General Considerations for Reviewing Research
There's a tendency on the part of most people (lay person and professionals alike), to blindly accept the so called "conclusions" of scientific research. In today's fast paced media world, soundbites and headlines rule the day. We're constantly bombarded with the results of scientific research and the supposed implications in our lives.
Unfortunately, what usually passes as science in today's world is far from scientific. This is particularly true in the field of exercise. Most research studies performed in the field of exercise are largely invalid due to poor or non-existent controls, faulty design, inadequate supervision and flawed measuring devices. In addition, researcher bias inevitably creeps in and taints conclusions. The drive for publicity, the "publish or perish" syndrome, and competition for research grants causes researchers to "rush to judgment" and make wide sweeping conclusions that the evidence does not support. In the mean time, the public is bounced back and forth like a ping pong ball with contradictory "facts" and advice.
True scientists seek the truth -- whatever the cost -- even if the truth means they end up with egg on their faces or jeopardize their grants. Exhaustive steps are taken to prevent personal bias from clouding their view. True scientists are skeptics -- they question everything. For them to accept the results of research and a new theory or scientific "law" or "principle established, the weight of the evidence must be very great indeed. True scientists welcome criticism of their work -- even applaud it. We do not see this in the exercise research field.
The information contained in this article is merely a start to helping you better understand how to evaluate research studies and recognize both good and bad research. Also, this information will help you detect erroneous conclusions and flaws so bad research will not mislead you.

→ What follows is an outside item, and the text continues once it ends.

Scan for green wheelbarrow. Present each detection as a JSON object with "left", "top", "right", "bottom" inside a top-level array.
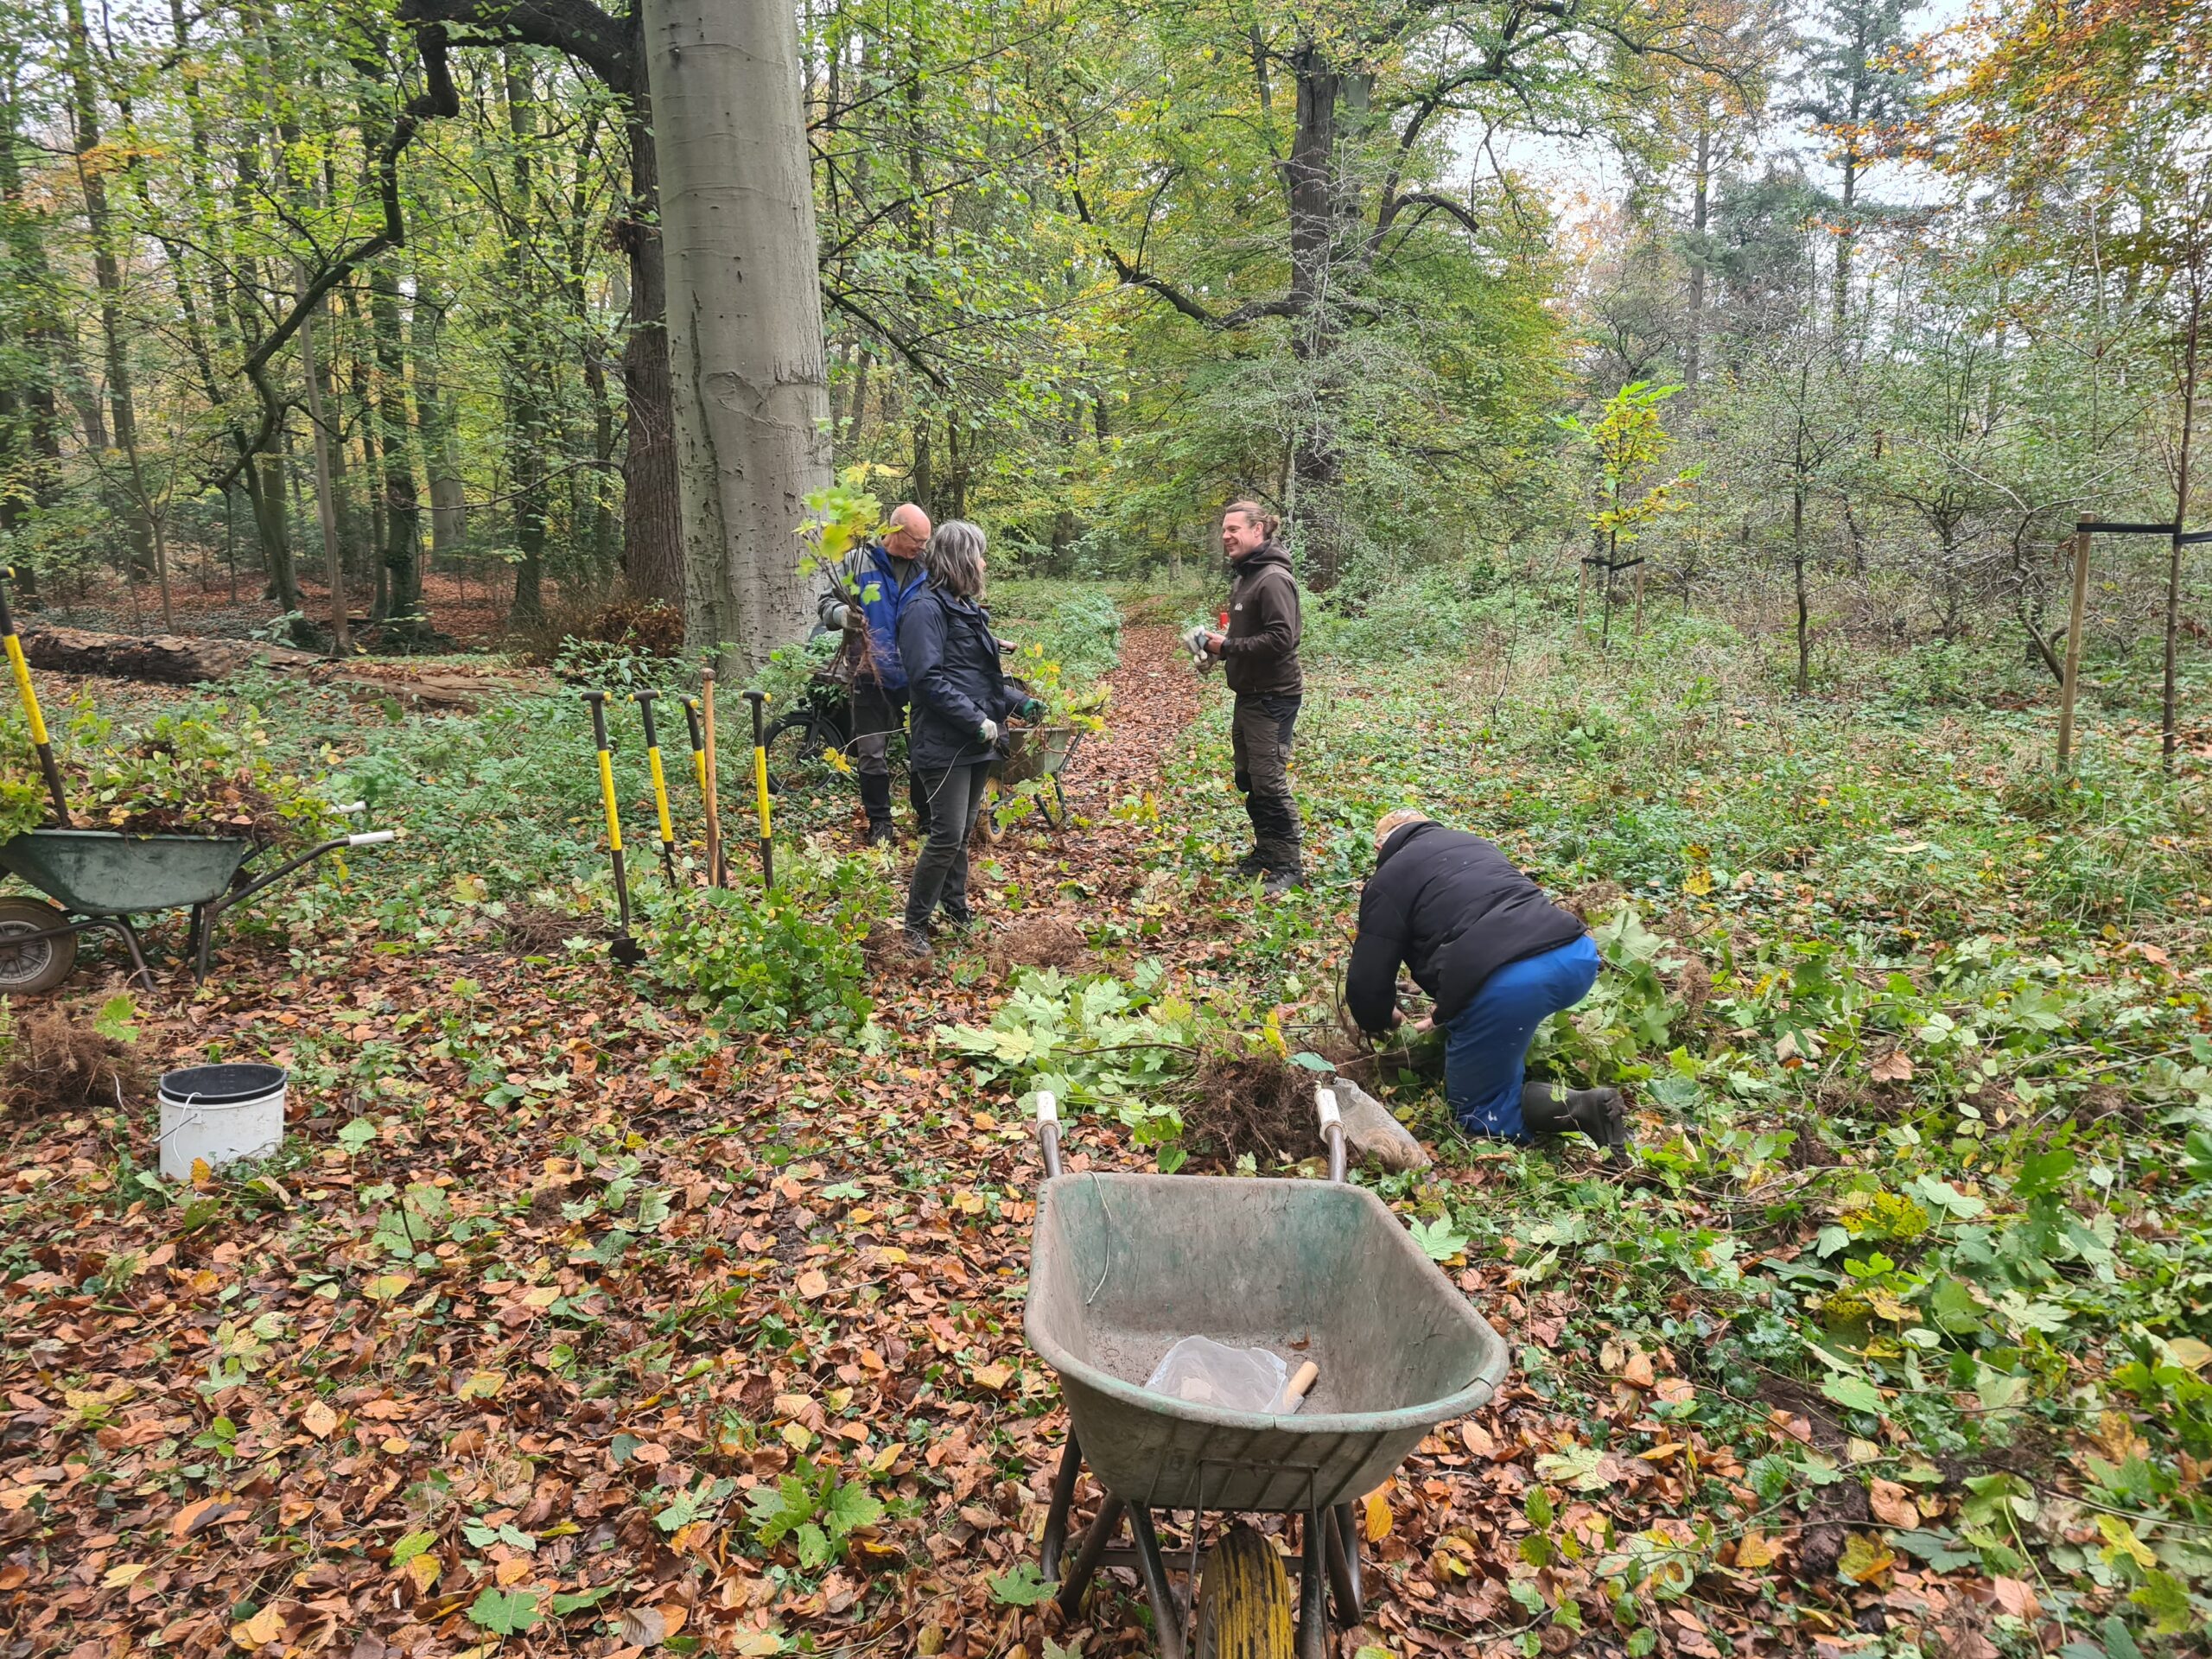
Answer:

Clinical vs Laboratory vs Epidemiological Research
Clinical research is not technically "research" in the classic sense. Rather it is simply "observation" and "reporting" of the results of a course of treatment that has occurred in the clinical setting. Typically, there is no "control group", and no controls have been set up to isolate a particular variable. A group of people receive treatment and are observed for what occurs after. While this type of study can be very valuable, less reliable conclusions can be drawn because steps were not taken to rule out other possible reasons for the observed results or lack thereof.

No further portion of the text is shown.